Origins of Cable Television

I was curious to know if anyone knows the origins of Cable TV. What year it came out? Who invented it? What channels were first offered? I first got cable in 1981 and I recall an old episode of “Sanford and Son” where Fred wanted cable tv and that had to have been 74’ or 75’, so I know it’s been around for over 30 years. Any info would be appreciated.

The very earliest cable systems just provided access to local TV stations in areas of very bad reception. As in a valley where the only way for the people to see TV was put antennas up the mountain and bring the signal to the valley folks. Dedicated cable stations were later.

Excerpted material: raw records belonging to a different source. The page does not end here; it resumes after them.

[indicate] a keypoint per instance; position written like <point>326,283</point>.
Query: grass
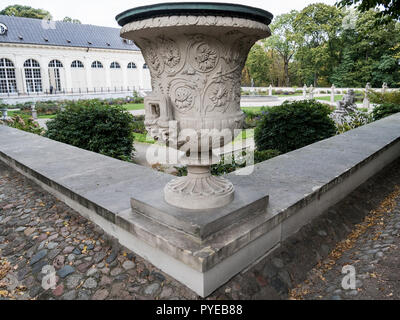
<point>246,134</point>
<point>47,116</point>
<point>254,109</point>
<point>140,137</point>
<point>133,106</point>
<point>328,98</point>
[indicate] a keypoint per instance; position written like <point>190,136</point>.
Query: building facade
<point>46,57</point>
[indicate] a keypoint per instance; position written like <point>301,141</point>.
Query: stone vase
<point>196,61</point>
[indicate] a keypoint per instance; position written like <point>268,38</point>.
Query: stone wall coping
<point>293,181</point>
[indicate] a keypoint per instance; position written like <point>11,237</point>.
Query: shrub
<point>225,167</point>
<point>261,156</point>
<point>384,110</point>
<point>25,123</point>
<point>294,125</point>
<point>387,97</point>
<point>353,120</point>
<point>95,127</point>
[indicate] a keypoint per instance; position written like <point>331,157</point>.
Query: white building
<point>39,56</point>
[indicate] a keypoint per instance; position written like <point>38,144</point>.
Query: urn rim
<point>196,9</point>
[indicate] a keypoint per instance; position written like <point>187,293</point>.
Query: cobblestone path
<point>39,233</point>
<point>372,249</point>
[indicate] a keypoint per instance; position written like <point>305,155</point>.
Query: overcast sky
<point>103,12</point>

http://www.answers.com/catv&r=67

Originally “Community Antenna” television, it’s been around for over 50 years. At the outset, it was mainly a way for people in fringe areas to get decent reception. Somebody built a big antenna tower with distribution equiptment and charged for the service of connecting up via cable to them. Over time, the cable tv operators realized there were a lot of empty channels on their pipe, and they started stuffing extra programming in them to make their service more attractive, initially just independent programming from stations that could not be received by a normal household antenna. Eventually, programming exclusive to cable arose:

http://www.telecom.ksu.edu/cable/history.html

Some births of popular cable networks:

HBO- 1972
CNN- 1980
MTV- 1981

I know that in Montreal, we, and many, many other people, had cable as early as 1972 – and probably before that. It was necessary if you wanted to receive the US television networks, which pretty much everybody (who understood English) did want.

Ed

Levittown, PA was an early adopter. Despite close proximity to Philly, reception was lousy, likely owing to low elevation-very close to the Delaware River. Their original system had two cable channels, A and B, and you had an A/B switch on top of your TV because neither cable could handle the bandwidth by itself. That system had been abandoned in favor of a single cable system by the time I moved there in the early 80’s, but the original owners had stories to tell.

We had cable out on eastern Long Island in the early 60s (I know we had it during the Great Northeast Blackout of 1964 – we were the only place on the east coast with power, and could see all the NYC stations were blacked out).

Prior to CATV, we got three stations from Connecticut – channels 8, 3, and 20, and not many got 20, since it was UHF (older TVs at the time didn’t have UHF tuners, though by the early 60s, they were required for new sets). My father sold TVs, so we actually had a UHF tuner. I remember being a big fan of The Man From U.N.C.L.E. and being unable to discusss it with friends in school, since it was on UHF.

After, we got channels 2, 4, 5, 7, 9, 11, and 13 (and they moved 20 to channel 10). There were no adapters; the channels were all on the VHF dial and could be tuned in by the TV set’s tuner.

When they tried selling cable in places like NYC, everyone though it was crazy. They did actually have some success (NYC’s building could play havoc with reception) until the cable networks developed and they had something to sell. By 1974, cable had taken off – they had it in Schenectady, where I was moving. You changed channels with a cable box with 30 pushbuttons.

My Uncle Bob in Hawaii had cable back in 1968 when we visited him. There was no way he was going to get the direct broadcasts form either Honolulu or Maui. He just got the regular broadcast stations though.

The 1936 Berlin Olympics were televised closed circuit in Berin and Hamburg, which gives some idea of how long the technology has been around.

Mly dad and I went fishing in Canada in the early 60’s, and wound up at a fishing camp that had cable in one of the buildings. I have often thought that we went up there to get away from city life and commune with nature, and the folks who lived and worked there had cable for the opposite reason. (I wonder if they would have watched the bass fishing tournaments if they had been on then).
xo, C.

Here is an article about early Cable TV in the UK.

Link

So this means we are using a technology from the 1930’s / 40’s for our internet today! = I was just thinking of a faster way to get the internet moving.

When my family lived in West Virginia in 1969 we had cable - it was the only way to get TV in the area due to the mountains surronding us.l

A documentary has been airing off and on lately that I’ve been meaning to catch but haven’t just yet; it’s called Z Channel: A Magnificent Obsession, and it’s about one of the first pay cable stations in the US.